# Functions


**Learning Objectives**:

- Learn to write custom functions
- Use `return` to produce values
- Combine basic operations to build functions
* * * * *

We have already used functions like `len()` , `sum()`, `pd.DataFrame()`, in our code. These are essentially shortcuts that make it so that we don't need to write many lines of code to accomplish certain tasks. For example, without `sum()`, we can calculate the sum without relying on the function and by using a for loop with aggregation. One option is: 

In [1]:
list_of_numbers =  [1,3,5,7]

#use the accumulator pattern
total = 0
for s in list_of_numbers:
    total = total + s #add the current value to the sum of the values
print('the sum is', total)

the sum is 16


We can turn this code into a function called `my_sum()` with some additional syntax. (Notice how we avoid overwriting the `sum()` function):

In [2]:
def my_sum(list_of_numbers):
    total = 0
    for s in list_of_numbers:
        total = total + s
    return(total)
    
list_of_numbers =  [1,3,5,7]

print("The sum with sum() is:",sum(list_of_numbers), "\n The sum with my_sum() is:", my_sum(list_of_numbers))

The sum with sum() is: 16 
 The sum with my_sum() is: 16


So functions save us a lot of time, but they aren't black boxes. Rather, we can think of functions as basic building blocks that we expect to use over and over again.

Using existing functions from packages, or built-in functions, is generally preferred because it saves time (and effort). For example, we wouldn't write a custom `sum()` function when one already exists.

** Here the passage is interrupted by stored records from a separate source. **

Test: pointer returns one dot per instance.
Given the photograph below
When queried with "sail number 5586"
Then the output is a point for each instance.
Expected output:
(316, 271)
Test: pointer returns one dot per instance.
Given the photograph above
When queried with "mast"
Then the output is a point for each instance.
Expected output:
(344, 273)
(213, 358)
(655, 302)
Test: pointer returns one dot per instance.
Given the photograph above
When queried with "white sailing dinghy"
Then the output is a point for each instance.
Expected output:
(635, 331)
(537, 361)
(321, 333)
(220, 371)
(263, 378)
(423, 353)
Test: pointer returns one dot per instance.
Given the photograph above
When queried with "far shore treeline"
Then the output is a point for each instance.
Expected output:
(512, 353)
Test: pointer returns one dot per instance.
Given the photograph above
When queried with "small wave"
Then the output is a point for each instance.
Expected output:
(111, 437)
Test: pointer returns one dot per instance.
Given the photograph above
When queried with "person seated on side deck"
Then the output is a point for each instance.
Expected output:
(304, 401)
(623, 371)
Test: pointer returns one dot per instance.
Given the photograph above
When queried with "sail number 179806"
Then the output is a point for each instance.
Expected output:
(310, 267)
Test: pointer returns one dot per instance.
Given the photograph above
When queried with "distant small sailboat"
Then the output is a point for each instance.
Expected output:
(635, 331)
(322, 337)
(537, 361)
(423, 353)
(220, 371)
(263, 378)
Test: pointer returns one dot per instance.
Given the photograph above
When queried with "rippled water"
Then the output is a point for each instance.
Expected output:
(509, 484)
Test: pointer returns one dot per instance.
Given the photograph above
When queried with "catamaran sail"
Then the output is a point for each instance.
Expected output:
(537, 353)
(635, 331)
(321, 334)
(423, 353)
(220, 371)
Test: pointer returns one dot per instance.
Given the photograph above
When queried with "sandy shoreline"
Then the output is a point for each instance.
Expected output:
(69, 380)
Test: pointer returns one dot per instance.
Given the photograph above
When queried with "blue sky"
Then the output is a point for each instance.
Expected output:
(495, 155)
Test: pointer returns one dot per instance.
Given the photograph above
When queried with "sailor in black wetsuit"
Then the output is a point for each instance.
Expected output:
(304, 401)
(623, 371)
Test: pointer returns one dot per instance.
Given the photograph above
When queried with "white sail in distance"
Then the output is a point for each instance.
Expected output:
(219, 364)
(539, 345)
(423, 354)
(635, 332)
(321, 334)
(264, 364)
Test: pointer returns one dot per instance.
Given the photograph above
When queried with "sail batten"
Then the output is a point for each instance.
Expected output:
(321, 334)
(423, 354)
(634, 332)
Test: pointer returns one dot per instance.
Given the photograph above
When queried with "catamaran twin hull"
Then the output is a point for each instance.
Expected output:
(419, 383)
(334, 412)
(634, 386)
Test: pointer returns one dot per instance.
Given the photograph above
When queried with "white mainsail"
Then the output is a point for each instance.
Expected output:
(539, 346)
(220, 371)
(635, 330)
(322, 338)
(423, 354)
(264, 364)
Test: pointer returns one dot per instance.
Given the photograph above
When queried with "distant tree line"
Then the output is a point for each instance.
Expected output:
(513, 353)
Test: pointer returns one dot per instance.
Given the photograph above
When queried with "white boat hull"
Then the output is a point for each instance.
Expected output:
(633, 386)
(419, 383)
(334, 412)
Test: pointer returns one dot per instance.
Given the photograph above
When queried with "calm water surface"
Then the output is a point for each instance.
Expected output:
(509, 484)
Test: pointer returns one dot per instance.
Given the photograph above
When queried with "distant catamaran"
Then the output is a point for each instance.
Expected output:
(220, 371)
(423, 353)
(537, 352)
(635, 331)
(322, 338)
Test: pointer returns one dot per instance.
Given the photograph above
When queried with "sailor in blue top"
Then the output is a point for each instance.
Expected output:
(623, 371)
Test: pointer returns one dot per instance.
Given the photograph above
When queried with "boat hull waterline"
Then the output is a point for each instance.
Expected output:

However, when a function doesn't already exist that performs the desired operation, we can write our own custom function.

Specifically, a function does three things:
   1. They name pieces of code the way variables name strings and numbers.
   2. They take arguments, or data that you want to do something on.
   3. Using 1 and 2 they let you make your own "mini-scripts" or "tiny commands."
   4. They return values that can be referred to in further operations.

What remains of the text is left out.